The real miracle worker in the cast is Celia Keenan-Bolger as Mary. This character is usually infuriating – full of showy put-downs and theatrical self-loathing – and Furth doesn’t do much to show us how she feels about Frank. (When “Not a Day Goes By” is reprised in act two as a duet for Frank and Beth, Mary sings along from across the room; up to then we only know she carries a torch for Frank because other characters say so.) Keenan-Bolger, who is a fine comic and dramatic actress as well as a gifted dramatic singer, underplays Mary’s more brittle lines and emphasizes her heartbreak, less over Frank’s obliviousness to her feelings for him than over the loss of the camaraderie that defined her younger years with him and Charlie.

The production has humor (not just the bitchiness that passed for wit in earlier versions), and some real moments of inspiration, like the choice to give Zachary Unger, the young actor who plays Frank and Beth’s little boy, a solo in one of the reprises of the title song so that we keep in mind that he’s the character worst hit by their marital break-up.

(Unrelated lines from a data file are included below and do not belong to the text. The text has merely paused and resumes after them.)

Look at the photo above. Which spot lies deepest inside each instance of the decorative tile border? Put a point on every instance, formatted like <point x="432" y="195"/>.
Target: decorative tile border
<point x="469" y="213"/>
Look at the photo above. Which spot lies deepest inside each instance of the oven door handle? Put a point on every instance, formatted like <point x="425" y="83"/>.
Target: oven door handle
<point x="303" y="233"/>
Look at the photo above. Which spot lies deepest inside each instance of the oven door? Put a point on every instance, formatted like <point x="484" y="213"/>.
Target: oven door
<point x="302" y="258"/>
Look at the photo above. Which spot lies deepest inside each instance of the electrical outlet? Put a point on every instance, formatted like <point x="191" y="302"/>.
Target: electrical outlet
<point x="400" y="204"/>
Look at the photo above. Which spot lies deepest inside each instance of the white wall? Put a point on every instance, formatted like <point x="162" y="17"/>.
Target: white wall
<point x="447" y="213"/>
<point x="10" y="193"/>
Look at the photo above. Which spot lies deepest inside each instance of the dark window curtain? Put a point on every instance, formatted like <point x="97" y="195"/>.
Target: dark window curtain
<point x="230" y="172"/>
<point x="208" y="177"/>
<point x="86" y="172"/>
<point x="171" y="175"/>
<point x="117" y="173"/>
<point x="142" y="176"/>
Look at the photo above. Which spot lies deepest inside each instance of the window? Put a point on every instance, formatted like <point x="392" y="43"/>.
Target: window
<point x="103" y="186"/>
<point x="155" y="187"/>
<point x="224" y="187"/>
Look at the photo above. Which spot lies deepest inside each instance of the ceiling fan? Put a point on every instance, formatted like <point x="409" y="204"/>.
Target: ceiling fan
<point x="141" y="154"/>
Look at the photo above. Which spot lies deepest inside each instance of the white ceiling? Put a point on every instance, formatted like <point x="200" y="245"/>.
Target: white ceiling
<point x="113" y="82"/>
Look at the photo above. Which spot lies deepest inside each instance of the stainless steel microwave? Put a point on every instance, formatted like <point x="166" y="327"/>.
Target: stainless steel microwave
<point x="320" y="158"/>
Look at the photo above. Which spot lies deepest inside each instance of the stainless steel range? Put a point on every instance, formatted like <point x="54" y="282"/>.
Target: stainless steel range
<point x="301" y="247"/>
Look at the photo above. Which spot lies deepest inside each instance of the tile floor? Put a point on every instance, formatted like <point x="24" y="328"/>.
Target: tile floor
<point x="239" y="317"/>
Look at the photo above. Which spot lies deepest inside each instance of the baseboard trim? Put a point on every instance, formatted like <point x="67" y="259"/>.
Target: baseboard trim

This is one of those cases where the intelligence and invention of a revival are so significant that they can almost convince you that the play is the misunderstood gem that so many people want to believe it is. But Merrily We Roll Along is dross. Lapine and his cast can’t transform it, but they can certainly make it shine.

Steve Vineberg is Distinguished Professor of the Arts and Humanities at College of the Holy Cross in Worcester, Massachusetts, where he teaches theatre and film. He also writes for The Threepenny Review, The Boston Phoenix and The Christian Century and is the author of three books: Method Actors: Three Generations of an American Acting Style; No Surprises, Please: Movies in the Reagan Decade; and High Comedy in American Movies.